Hong Kong’s social welfare program, the Comprehensive Social Security Assistance (CSSA), is notoriously ungenerous. Payments are as low as HKD 2,000 per month for a single, healthy adult. That’s a mere one-seventh of the median monthly wage. The paltry sum is not nearly enough to maintain a reasonable life in the city.
What can be done to improve the system? It could be argued that Hong Kong’s welfare model is superior to that of many developed countries such as the United States. In such “welfare states”, a Byzantine system of entitlements and benefits often creates a disincentive to work and has led to mounting government debt.
This lack of incentive to work is particularly strong for those with low earning potential. Every dollar of income means a dollar less in welfare; those who believe they cannot earn significantly more than their welfare benefit often will not try to enter the job market. In Hong Kong, on the other hand, one cannot live purely off welfare, and all able-bodied recipients are required to actively seek full-time employment.
Hong Kong should not emulate the welfare state model, but it does have options. One is the earned income tax credit (EITC). The EITC, which is used in the United States, offers a tax rebate to working individuals making less than a defined sum of money. By offering a rebate, the EITC does away with the disincentive to work—the benefit can only be availed if there is taxable income. Raising the EITC is widely seen as favorable to raising the minimum wage, as the former does not increase the cost to companies of hiring workers.
A more far-reaching alternative is the negative income tax. Here’s how it works: take an individual whose income is HKD 5,000 a month. If positive income taxes start at HKD 15,000 a month, and the tax rate is set at 20%, this individual will be paid 20% of the difference between his income and 15,000—in this case, HKD 2,000 a month. The concept is attributed to Milton Friedman, the renowned economist who was a champion for free market values. He saw the negative income tax as the best way to reconcile free-market ideals with the moral imperative to help the needy. The negative income tax provides an incentive to work and also supplements those who cannot earn enough.
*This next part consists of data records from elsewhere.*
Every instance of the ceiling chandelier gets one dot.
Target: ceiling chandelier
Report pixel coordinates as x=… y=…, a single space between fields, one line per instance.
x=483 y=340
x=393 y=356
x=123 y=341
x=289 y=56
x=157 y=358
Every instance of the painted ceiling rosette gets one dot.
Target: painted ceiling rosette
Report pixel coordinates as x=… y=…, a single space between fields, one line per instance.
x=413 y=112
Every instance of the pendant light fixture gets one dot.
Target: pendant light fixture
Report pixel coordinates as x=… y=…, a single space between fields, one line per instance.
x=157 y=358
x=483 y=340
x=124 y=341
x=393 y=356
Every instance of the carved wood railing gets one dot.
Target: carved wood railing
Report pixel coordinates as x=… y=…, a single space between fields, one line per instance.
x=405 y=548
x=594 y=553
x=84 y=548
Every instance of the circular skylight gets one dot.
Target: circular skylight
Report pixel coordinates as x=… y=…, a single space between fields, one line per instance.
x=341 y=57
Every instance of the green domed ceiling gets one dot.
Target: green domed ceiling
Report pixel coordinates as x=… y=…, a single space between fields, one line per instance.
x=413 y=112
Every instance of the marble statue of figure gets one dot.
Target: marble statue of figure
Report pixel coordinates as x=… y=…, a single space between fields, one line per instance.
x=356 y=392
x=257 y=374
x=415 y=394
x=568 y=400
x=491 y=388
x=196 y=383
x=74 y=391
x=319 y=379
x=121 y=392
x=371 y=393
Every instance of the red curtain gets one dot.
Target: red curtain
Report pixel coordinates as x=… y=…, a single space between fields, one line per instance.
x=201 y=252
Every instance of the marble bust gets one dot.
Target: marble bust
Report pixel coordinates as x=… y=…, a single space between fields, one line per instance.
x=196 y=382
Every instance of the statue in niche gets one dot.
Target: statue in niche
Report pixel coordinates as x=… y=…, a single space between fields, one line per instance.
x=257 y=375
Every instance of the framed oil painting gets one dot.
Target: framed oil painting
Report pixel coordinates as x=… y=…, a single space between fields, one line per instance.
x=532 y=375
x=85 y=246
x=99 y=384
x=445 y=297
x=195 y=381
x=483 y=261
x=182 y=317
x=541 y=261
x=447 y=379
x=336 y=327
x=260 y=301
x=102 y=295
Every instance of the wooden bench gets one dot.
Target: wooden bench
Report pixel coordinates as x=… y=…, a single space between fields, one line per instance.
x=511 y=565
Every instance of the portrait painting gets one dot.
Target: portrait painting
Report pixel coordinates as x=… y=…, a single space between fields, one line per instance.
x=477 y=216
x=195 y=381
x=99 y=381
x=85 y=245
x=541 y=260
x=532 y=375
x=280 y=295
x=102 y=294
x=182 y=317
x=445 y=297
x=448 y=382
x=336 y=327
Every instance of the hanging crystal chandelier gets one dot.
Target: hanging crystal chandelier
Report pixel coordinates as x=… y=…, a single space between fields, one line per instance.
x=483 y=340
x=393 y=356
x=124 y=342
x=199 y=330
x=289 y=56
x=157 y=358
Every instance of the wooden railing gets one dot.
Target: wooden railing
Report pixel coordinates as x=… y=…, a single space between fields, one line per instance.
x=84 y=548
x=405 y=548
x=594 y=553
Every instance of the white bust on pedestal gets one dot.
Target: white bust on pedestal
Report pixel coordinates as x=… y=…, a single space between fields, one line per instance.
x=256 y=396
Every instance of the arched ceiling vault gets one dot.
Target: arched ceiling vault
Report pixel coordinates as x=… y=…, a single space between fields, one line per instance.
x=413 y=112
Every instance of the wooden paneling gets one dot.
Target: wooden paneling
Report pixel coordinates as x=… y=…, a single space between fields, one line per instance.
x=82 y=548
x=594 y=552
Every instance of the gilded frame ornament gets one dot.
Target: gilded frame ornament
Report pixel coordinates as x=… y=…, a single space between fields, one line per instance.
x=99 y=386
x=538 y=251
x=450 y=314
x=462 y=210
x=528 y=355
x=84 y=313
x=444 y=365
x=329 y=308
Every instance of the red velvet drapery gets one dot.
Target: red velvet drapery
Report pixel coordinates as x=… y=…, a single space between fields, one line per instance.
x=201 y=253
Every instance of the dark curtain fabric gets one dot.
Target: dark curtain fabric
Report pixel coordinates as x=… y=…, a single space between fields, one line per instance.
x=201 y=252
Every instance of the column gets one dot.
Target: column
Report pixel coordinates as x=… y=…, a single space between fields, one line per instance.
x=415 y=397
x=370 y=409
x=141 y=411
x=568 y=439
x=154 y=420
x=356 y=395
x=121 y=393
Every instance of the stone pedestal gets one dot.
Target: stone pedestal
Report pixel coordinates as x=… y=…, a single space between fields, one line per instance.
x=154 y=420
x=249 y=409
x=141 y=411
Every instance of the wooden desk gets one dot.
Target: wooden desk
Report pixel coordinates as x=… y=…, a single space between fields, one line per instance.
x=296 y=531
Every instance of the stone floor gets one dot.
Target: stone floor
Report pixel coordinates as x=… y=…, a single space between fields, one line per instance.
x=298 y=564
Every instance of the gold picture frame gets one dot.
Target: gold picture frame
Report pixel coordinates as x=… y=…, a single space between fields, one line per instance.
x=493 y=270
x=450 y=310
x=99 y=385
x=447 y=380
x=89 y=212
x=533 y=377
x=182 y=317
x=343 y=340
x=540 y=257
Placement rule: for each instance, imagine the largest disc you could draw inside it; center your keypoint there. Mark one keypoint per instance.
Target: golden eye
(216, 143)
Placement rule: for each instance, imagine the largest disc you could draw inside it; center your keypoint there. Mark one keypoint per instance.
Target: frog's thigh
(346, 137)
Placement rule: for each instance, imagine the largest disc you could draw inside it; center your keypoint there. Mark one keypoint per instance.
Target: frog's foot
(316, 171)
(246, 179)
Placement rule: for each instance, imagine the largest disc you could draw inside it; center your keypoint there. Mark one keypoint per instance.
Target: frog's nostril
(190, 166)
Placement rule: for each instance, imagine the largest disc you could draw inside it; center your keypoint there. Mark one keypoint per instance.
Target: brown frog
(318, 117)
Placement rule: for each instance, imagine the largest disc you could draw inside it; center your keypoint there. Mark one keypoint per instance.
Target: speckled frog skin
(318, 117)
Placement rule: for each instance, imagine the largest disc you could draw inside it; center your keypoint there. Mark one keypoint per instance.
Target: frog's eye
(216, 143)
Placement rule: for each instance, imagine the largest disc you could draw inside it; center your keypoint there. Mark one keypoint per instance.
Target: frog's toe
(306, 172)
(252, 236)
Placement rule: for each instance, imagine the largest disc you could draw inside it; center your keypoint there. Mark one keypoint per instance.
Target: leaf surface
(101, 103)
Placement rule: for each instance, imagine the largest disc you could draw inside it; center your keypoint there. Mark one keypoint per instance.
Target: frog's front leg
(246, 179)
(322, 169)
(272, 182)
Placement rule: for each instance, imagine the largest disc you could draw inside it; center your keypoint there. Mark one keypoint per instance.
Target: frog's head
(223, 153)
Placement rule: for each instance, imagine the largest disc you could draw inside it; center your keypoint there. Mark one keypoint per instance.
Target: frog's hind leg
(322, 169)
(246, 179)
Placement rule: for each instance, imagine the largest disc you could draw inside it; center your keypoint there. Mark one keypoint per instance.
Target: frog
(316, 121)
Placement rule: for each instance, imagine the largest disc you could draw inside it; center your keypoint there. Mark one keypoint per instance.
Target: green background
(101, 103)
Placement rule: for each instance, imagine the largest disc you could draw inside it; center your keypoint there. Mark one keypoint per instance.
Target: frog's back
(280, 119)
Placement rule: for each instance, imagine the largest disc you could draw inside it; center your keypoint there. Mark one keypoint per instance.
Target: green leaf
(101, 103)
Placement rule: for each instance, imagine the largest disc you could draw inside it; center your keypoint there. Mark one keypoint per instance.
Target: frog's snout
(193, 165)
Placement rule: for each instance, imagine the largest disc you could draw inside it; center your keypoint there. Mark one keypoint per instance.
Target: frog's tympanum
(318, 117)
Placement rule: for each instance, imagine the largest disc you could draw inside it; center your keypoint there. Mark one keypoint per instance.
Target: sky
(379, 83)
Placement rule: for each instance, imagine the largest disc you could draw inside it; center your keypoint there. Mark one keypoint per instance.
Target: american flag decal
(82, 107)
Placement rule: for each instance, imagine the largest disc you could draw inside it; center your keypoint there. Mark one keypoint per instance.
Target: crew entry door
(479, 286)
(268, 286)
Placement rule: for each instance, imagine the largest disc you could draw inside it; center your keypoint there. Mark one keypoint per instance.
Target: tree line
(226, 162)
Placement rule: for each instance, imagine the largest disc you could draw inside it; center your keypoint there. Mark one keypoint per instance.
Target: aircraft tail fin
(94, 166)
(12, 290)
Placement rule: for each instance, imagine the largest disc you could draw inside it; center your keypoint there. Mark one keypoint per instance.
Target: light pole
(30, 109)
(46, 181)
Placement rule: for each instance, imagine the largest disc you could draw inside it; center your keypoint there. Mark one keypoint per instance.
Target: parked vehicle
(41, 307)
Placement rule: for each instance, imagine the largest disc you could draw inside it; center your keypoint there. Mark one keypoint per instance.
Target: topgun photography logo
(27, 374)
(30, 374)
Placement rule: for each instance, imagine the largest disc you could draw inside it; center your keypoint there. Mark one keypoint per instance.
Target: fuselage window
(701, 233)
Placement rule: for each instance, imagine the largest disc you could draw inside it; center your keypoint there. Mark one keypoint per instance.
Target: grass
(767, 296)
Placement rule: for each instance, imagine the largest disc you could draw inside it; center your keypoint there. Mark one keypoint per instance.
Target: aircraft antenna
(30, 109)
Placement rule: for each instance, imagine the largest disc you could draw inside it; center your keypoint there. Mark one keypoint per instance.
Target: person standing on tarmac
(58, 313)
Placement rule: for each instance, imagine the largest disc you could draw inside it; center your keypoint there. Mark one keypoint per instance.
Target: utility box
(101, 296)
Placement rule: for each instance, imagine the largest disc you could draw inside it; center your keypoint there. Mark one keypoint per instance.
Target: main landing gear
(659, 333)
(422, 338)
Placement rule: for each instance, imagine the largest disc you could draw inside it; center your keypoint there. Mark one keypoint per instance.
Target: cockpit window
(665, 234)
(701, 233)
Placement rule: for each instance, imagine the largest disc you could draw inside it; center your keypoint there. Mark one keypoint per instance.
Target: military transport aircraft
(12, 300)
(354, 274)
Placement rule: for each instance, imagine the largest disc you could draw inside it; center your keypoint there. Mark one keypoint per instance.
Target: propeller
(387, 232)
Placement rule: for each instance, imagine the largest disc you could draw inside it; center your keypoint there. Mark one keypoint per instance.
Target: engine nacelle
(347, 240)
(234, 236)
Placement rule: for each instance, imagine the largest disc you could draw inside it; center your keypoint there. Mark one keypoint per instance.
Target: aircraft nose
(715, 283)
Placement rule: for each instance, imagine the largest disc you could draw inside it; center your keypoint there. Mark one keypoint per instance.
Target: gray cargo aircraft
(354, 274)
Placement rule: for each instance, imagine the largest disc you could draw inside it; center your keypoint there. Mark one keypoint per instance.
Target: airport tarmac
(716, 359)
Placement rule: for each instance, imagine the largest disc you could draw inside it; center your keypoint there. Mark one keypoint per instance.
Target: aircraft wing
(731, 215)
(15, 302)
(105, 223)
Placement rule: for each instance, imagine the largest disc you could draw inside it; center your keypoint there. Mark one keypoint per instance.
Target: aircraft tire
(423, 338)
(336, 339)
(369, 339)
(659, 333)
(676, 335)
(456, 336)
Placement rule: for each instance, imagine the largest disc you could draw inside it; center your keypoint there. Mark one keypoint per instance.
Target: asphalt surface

The most radical proposal is for a guaranteed basic income. Instead of myriad welfare benefits, the government would provide a cash transfer to those below a minimum income threshold. Proponents say that the policy will be crucial to protecting the large numbers of people projected to lose jobs as a result of advancements in artificial intelligence and the automation of even white collar jobs.
Many fear that a guaranteed income would create a strong incentive to quit work. However, the limited studies conducted so far show minimal reduction in hours worked when income is guaranteed. Many postulate that this is because the necessity to earn money is not the sole reason for working—many find fulfillment through their work too. Additionally, by abolishing other welfare benefits, the guaranteed basic income makes welfare administration less bureaucratic and costly.
What is best for Hong Kong? Unlike the vast majority of governments in developed nations, Hong Kong’s runs a consistent budget surplus despite low taxes. The government currently holds reserves of over HKD 800 billion and had a HKD 73 billion surplus in the 2014-2015 fiscal year. The government can afford to experiment with welfare policy.
A negative income tax and a guaranteed basic income may be politically unpalatable as they call for a fundamental restructuring of the tax and welfare systems. A generous expansion of tax credits and income supplements may be more tenable. Clearly, something must be done. A city with Hong Kong’s wealth, and a government with its financial war chest, cannot accept that over a million are languishing in poverty.